Jeffrey M. Anderson | July 13, 2015
Sadly, this is my last streaming-movie column for TechHive. So rather than going out with a batch of new releases that will be quickly forgotten, I thought I'd share a batch of my all-time favorite films that are available for streaming: Classics of all stripes, for people who really love movies.

Stand by Me (Netflix) 

Brilliantly adapting Stephen King's novella The Body, writers Bruce A. Evans and Raynold Gideon and Director Rob Reiner crafted one of the greatest coming-of-age movies of all time. When word comes of a dead body deep in the woods, four 12-year-old friends, Gordie (Wil Wheaton), Chris (River Phoenix), Teddy (Corey Feldman), and Vern (Jerry O'Connell), hit the trail to find it. Of course, it's less about the body than about the journey, with its exciting (the train), bittersweet (the disapproving dads), beautiful (the deer), scary (Chopper), and funny (the pie-eating contest) events, as well as the memorable discussions (Pez). It's a snapshot of boys just about to leave childhood behind but still uncertain as to just what adulthood entails.
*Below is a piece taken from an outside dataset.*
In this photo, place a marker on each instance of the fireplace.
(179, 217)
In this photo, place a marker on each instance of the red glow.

Kiefer Sutherland plays a sadistic older bully, John Cusack appears in a flashback, and Richard Dreyfuss narrates (and appears as the grown-up Gordie). A soundtrack album of 1950s pop hits was released, and the title song by Ben E. King became a top-10 hit. The screenplay earned an Oscar nomination.

The Warriors (Amazon Prime & Netflix) 

Hugely under-appreciated, Walter Hill is one of the greatest directors of "B"-level action movies today, frequently telling stories about characters in unfamiliar territory. The Warriors (1979) is arguably his masterpiece. All of the gangs in New York City assemble for a big meeting, led by "war chief" Cyrus, but he's shot and killed by the nasty Luther (David Patrick Kelly). The Warriors, the gang from Coney Island, gets the blame. So with every other gang in the City, plus the cops, out to get them, our Warriors (played by James Remar, Michael Beck, and others) must make it back to their home turf alive.

Hill makes amazing use of the city's grime and graffiti, and the various gangs have different, strange themes, such as wearing baseball uniforms, roller skates, or face make-up. Meanwhile, a radio DJ regularly charts the Warriors' progress and plays records for them--Joe Walsh's "In the City" is a memorable track--and some of the movie's lines are still quite quotable. The movie was not well-received on its initial release and was even blamed for certain incidents of violence. Netflix offers the original theatrical cut, as opposed to Hill's much-hated 2005 director's cut.

The End of Summer (Hulu) 

Many consider Yasujiro Ozu to be the greatest of all Japanese filmmakers, Akira Kurosawa and Kenji Mizoguchi notwithstanding. Ozu's style remained steadfastly consistent throughout his 35-year career, taking his time before switching from silent to sound (in 1936), and from black-and-white to color (in 1958). He favored straight-ahead, medium shots, often from a medium height (sitting position). He told stories about families and the complex relationships between generations, establishing a contemplative rhythm, and often pausing for shots of clotheslines or trains, just to show that life was happening.